La Acción Pública de Inconstitucionalidad existe para que cualquier ciudadano pueda cuestionar una ley, sin necesidad de abogado. Sin embargo, los requisitos de admisión desarrollados por la jurisprudencia —claridad, certeza, especificidad, pertinencia y suficiencia— exigen un nivel de tecnicismo que se convirtió en una barrera real de acceso. Trabajamos con el despacho de la magistrada Natalia Ángel para identificar esa brecha y proponer una solución concreta.

El proceso

Empezamos desde donde siempre: escuchando. Entrevistamos a magistrados de la Corte Constitucional, abogados litigantes, colectivos jurídicos y congresistas que usan frecuentemente esta acción. Queríamos entender, en sus propias palabras, dónde se rompe la comunicación.


Lo que encontramos fue claro: los requisitos no eran imposibles de cumplir, pero sí imposibles de entender sin formación jurídica especializada. La solución no pasaba por eliminar el estándar, sino por traducirlo.

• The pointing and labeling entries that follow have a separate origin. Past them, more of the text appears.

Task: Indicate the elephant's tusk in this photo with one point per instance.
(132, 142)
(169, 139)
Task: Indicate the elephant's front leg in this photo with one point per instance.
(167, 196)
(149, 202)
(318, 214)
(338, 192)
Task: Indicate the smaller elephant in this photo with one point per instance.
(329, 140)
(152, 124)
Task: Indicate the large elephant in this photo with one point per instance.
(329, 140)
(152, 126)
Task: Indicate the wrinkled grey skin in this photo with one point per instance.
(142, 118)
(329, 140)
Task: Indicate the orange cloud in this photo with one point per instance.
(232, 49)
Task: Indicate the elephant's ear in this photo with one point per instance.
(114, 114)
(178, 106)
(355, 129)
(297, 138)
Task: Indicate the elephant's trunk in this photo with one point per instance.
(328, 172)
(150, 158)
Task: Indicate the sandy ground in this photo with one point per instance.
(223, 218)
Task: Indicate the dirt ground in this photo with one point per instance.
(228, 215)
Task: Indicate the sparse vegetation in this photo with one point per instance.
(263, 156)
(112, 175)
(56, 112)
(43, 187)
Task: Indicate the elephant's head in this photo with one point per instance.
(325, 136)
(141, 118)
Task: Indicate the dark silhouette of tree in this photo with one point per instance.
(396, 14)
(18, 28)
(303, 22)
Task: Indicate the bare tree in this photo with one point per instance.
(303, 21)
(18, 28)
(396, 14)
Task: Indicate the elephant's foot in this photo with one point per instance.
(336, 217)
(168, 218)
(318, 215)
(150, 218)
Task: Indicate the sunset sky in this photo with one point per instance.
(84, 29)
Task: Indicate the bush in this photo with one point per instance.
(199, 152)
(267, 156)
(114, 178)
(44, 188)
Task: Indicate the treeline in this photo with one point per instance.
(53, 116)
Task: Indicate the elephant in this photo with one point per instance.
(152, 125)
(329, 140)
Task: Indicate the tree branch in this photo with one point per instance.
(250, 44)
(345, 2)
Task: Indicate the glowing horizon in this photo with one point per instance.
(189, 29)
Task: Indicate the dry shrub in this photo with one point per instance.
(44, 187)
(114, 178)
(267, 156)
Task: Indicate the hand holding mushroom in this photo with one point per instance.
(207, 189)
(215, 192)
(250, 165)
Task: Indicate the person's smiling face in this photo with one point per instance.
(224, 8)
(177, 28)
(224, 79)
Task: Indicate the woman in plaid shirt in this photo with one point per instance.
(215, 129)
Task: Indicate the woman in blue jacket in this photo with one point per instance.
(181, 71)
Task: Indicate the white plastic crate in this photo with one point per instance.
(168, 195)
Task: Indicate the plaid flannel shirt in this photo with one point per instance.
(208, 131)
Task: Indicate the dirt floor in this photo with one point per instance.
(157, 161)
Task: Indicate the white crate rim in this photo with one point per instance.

Desde allí, diseñamos una herramienta basada en preguntas de sí o no —simples, directas, objetivas— que guían al usuario a través de cada requisito sin necesidad de conocer la jurisprudencia detrás.

El resultado

Creamos un checklist de autoevaluación para demandas de inconstitucionalidad: una herramienta que cualquier persona puede usar para revisar si su demanda cumple con los requisitos antes de presentarla. El mismo instrumento puede ser utilizado por funcionarios judiciales al momento de calificar la admisión de las acciones.


La herramienta fue entregada a la Corte Constitucional para su uso —ya sea como recurso de divulgación ciudadana o como instrumento de gestión interna. Un pequeño cambio en la forma, con un gran impacto en el acceso.